Il caso Dalla Libera. A quel punto, Silvano Dalla Libera, agricoltore friulano e vicepresidente di Futuragra (associazione pro-ogm), ruppe gli indugi. E presentò al dicastero delle politiche agricole richiesta di rilascio dell'autorizzazione per la messa a coltura di varietà transgeniche. Il ministro di allora, Luca Zaia (dichiaratamente contrario agli ogm), venne così chiamato a esercitare il potere sostitutivo e a decidere, rompendo l'inerzia delle regioni. Zaia, però, con decreto 19 marzo 2010, rigettò l'istanza di autorizzazione per la messa in coltura di mais transgenico, presentata dall'azienda agricola Dalla Libera. Quindi, l'agricoltore friulano, assieme a Confagricoltura Lombardia, presentarono ricorso al Tar Lazio (numero di registro generale 5641 del 2010). Per altro, gli stessi ricorrenti avevano già ottenuto dal Consiglio di Stato (sentenza n. 183/2010 del 19/1/2010) l'annullamento di un altro provvedimento (datato 18/4/2007), con cui il Mipaaf non aveva proceduto all'istruttoria sulla richiesta di rilascio dell'autorizzazione per la messa a coltura di varietà gm. Il dicastero, in quell'occasione, aveva rinviato il tutto all'adozione dei piani di coesistenza da parte delle regioni. Per tutta risposta, nel gennaio 2010, i giudici di Palazzo Spada ordinarono al Mipaaf di concludere il procedimento entro 90 giorni. Il dicastero, a quel punto, procedette all'emissione del decreto in questione, che oggi il Tar del Lazio ha annullato.

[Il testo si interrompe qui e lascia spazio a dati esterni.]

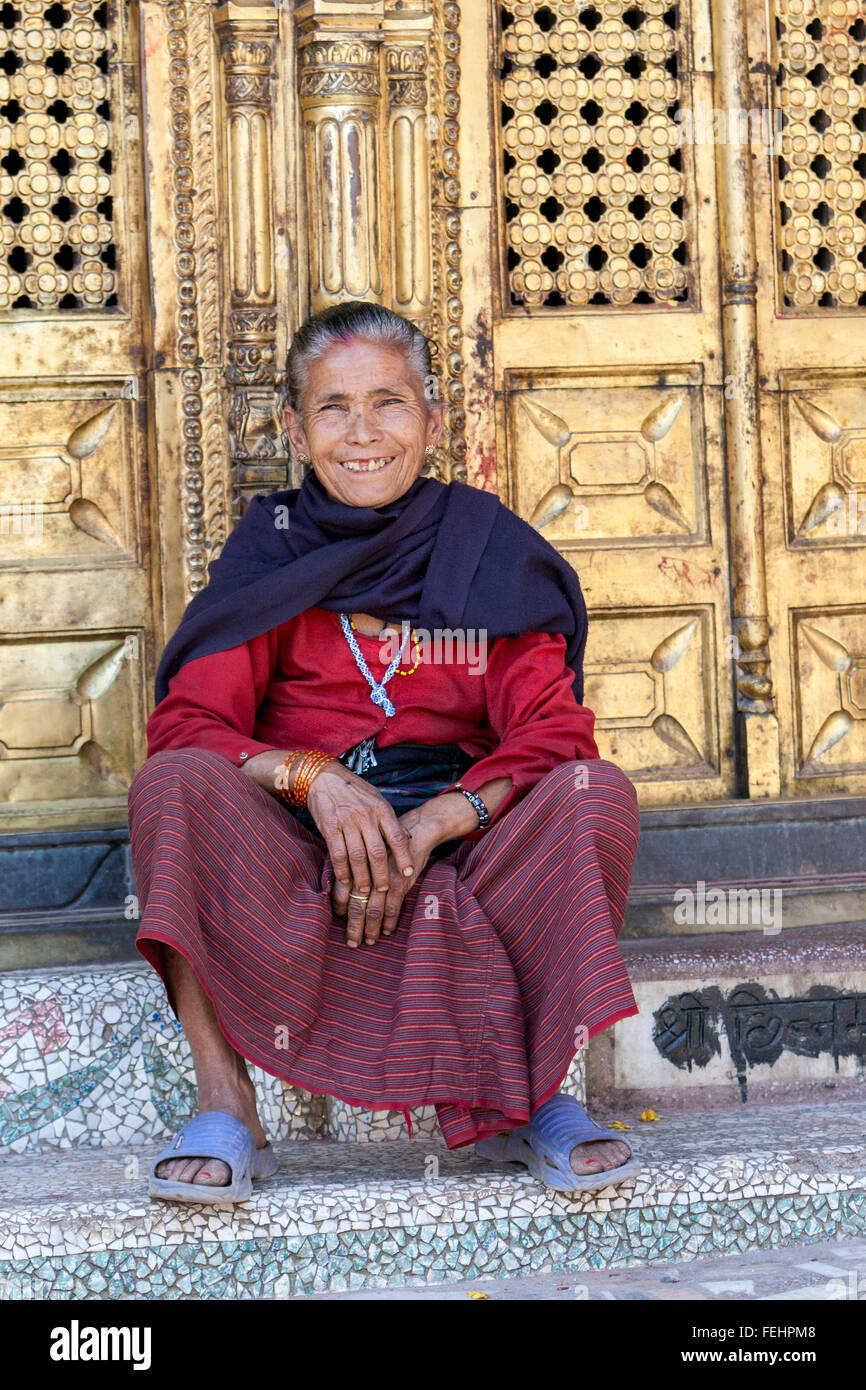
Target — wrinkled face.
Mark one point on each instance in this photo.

Nel caso specifico, si legge nella sentenza del Tar, il ministero non ha ovviato alla mancata adozione delle linee guida generali sulla coesistenza, ma ha deliberato negativamente sulla domanda presentata dall'azienda agricola, facendo propri i contenuti di una relazione della regione Friuli-Venezia Giulia, che si era espressa su profili di competenza esclusiva comunitaria. Il decreto, chiosano i giudici amministrativi, ha finito nella sostanza, per negare il diritto alla scelta tra le diverse tipologie di coltura, escludendo in fatto proprio la coltura transgenica.